Contrairement au gouvernement, M. Parizeau juge qu'il n'est pas pertinent d'interdire à tous les employés de l'État de porter des signes religieux. Il estime plutôt, comme le faisait la commission Bouchard-Taylor, que seules les personnes en autorité avec «pouvoir de contrainte», nommément les juges et les policiers, devraient s'abstenir de porter des signes religieux ostentatoires. Il plaide aussi, contrairement au gouvernement, pour que Québec retire le crucifix qui trône à l'Assemblée nationale.

Sur la question de la laïcisation de l'État québécois, M. Parizeau reproche au gouvernement de se présenter «avec ses gros sabots» pour promouvoir un projet qui, dans les faits, est «essentiellement destiné à un certain nombre de femmes musulmanes», selon lui.

«C'est gênant», tranche celui qui a dirigé le Québec de 1994 à 1996. Car «il y a des femmes (musulmanes) qui vont perdre leur job», en refusant d'enlever leur voile, si le projet de charte des valeurs demeure tel quel, a dit craindre M. Parizeau, jeudi matin, au cours d'une longue entrevue accordée à l'animateur radiophonique Paul Arcand, de Cogeco.

Il met en garde le gouvernement Marois contre la tentation de reproduire le modèle français, «où on réglemente tout» pour instituer un État totalement neutre sur le plan religieux.

M. Drainville a reconnu que certains aspects de la charte posaient problème, comme le droit accordé à certains (cégeps, universités, hôpitaux et municipalités) d'être exemptés de son application. Ce volet de la charte «est plein de trous» et de contradictions, a fait valoir quant à lui M. Parizeau.

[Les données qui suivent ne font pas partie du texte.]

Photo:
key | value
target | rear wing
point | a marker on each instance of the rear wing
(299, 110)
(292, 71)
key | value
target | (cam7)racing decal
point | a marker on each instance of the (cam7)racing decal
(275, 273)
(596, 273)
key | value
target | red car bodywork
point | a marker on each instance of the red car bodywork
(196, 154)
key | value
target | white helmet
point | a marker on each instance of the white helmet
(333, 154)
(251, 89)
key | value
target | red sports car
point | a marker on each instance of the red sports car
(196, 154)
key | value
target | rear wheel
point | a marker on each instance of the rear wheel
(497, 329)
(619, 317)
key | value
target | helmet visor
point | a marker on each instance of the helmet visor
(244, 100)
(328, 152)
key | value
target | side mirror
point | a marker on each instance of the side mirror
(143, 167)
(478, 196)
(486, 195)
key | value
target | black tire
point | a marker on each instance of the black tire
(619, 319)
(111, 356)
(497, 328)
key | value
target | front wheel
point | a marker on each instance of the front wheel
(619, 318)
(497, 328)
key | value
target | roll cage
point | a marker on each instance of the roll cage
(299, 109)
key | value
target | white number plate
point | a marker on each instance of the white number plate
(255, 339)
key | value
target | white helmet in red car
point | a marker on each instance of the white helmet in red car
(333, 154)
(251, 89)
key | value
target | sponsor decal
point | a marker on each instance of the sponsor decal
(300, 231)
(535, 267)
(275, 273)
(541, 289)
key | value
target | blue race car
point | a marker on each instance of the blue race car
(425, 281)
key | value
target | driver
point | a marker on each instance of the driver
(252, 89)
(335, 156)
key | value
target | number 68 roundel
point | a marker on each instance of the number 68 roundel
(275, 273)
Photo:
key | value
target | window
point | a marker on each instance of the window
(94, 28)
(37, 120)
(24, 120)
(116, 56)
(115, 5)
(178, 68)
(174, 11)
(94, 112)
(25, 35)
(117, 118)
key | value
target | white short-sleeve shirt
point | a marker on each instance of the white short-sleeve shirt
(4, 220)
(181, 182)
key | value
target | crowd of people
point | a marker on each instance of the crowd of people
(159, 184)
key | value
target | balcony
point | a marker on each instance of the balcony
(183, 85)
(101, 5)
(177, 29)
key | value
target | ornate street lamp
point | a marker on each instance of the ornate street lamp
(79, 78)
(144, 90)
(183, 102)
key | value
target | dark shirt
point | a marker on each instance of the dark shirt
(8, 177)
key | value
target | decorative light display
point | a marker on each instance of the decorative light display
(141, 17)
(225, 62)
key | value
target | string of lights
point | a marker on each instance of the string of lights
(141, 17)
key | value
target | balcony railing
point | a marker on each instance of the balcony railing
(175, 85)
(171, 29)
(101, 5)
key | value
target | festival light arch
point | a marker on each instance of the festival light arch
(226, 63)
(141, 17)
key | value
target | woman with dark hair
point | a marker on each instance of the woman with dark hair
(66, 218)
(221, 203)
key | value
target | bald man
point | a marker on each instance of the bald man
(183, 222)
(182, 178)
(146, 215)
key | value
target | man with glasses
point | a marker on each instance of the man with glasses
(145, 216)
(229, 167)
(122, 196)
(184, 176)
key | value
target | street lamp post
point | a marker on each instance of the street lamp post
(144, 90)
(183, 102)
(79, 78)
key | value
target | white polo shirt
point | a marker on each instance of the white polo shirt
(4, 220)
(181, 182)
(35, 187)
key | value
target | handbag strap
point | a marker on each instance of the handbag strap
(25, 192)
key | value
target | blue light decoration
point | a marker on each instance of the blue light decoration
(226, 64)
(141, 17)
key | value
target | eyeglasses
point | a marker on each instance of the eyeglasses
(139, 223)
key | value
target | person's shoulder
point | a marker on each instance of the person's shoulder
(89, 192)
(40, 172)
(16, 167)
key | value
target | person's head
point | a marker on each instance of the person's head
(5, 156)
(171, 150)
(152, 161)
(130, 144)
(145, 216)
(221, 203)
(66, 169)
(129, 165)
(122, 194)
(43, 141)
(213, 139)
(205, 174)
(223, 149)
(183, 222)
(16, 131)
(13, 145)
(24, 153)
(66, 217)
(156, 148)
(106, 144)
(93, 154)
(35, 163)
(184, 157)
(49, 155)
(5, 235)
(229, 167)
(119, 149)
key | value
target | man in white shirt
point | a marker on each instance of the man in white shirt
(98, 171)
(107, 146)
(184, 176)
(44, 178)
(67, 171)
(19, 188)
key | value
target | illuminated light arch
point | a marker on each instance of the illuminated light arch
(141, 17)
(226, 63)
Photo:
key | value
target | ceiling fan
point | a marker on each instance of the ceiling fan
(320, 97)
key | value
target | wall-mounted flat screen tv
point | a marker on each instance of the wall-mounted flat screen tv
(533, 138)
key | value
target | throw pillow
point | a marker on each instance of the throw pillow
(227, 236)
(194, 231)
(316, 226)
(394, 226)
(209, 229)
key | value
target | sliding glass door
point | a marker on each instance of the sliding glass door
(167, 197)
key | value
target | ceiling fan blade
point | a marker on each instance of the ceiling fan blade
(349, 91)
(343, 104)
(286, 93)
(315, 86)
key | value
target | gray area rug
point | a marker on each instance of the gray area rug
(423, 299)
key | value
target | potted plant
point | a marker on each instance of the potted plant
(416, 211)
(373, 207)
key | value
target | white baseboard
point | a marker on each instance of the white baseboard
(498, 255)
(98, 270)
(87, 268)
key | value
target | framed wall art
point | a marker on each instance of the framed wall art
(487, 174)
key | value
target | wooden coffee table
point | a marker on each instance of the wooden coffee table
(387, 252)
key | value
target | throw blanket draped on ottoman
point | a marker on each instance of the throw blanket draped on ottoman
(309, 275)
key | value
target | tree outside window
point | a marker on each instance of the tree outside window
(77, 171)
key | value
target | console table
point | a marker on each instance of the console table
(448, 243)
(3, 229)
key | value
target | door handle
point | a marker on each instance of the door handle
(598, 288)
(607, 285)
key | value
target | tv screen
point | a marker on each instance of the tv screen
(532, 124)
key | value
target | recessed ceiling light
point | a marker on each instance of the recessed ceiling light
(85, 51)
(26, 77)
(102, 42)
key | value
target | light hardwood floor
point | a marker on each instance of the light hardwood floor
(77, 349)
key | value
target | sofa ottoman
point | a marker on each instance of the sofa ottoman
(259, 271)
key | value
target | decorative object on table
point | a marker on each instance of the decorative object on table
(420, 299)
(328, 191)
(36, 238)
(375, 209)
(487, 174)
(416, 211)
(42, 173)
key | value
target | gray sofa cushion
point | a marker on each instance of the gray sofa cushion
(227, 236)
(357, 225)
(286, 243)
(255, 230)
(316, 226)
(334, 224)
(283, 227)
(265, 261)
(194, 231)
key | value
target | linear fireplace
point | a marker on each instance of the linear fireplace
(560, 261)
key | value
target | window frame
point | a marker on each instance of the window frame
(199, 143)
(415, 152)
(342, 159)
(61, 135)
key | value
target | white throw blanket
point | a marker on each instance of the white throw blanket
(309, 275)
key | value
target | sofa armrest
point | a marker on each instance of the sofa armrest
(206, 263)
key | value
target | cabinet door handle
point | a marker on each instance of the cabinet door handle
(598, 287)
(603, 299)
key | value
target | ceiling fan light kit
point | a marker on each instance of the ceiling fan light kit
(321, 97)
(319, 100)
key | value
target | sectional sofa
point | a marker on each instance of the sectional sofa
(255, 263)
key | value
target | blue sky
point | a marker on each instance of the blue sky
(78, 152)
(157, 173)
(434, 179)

Le libellé du droit de retrait sera donc reformulé, mais il est «trop tôt» pour dire dans quel sens, a renchéri le ministre des Relations internationales, Jean-François Lisée, qui s'est borné à dire que le projet de charte sera «bonifié» dans les prochaines semaines.

«Laissez-nous travailler!», a demandé le ministre Lisée aux reporters qui cherchaient à savoir si le gouvernement s'apprêtait à retirer l'exemption prévue ou au contraire à l'étendre davantage.

Il n'est cependant «pas question de reculer sur les grands principes» inscrits dans la charte, comme l'égalité hommes-femmes et la proclamation de la neutralité religieuse de l'État, a affirmé M. Drainville.

M. Parizeau a «le droit de prendre position comme tous les citoyens du Québec et de contribuer au débat», s'est contentée de dire de son côté la première ministre Pauline Marois, sans prendre aucune question des journalistes présents.

L'opposition libérale a réagi en disant que le gouvernement devrait se concentrer sur les éléments qui font consensus entre les différents partis pour faire adopter son projet de charte, mais elle doute que l'équipe Marois ira en ce sens, selon le chef de l'opposition officielle, Jean-Marc Fournier.

Cette position de compromis est partagée par Québec solidaire, qui approuve «ce que M. Parizeau propose dans son texte». Une charte des valeurs pourrait ainsi être adoptée rapidement, a indiqué la porte-parole, Françoise David.

Un consensus semble émerger sur certains points. Par exemple, la classe politique s'entend pour défendre l'objectif de rédiger des balises légales destinées à encadrer les demandes d'accommodement religieux. M. Parizeau s'est montré lui aussi favorable à cette idée. «Il faut des directives», a-t-il dit.

Invité en ondes, par ailleurs, à dire si, selon lui, la charte des valeurs québécoises allait faire reculer l'adhésion à la souveraineté dans la population, l'ancien chef souverainiste a laissé tomber: «C'est évident».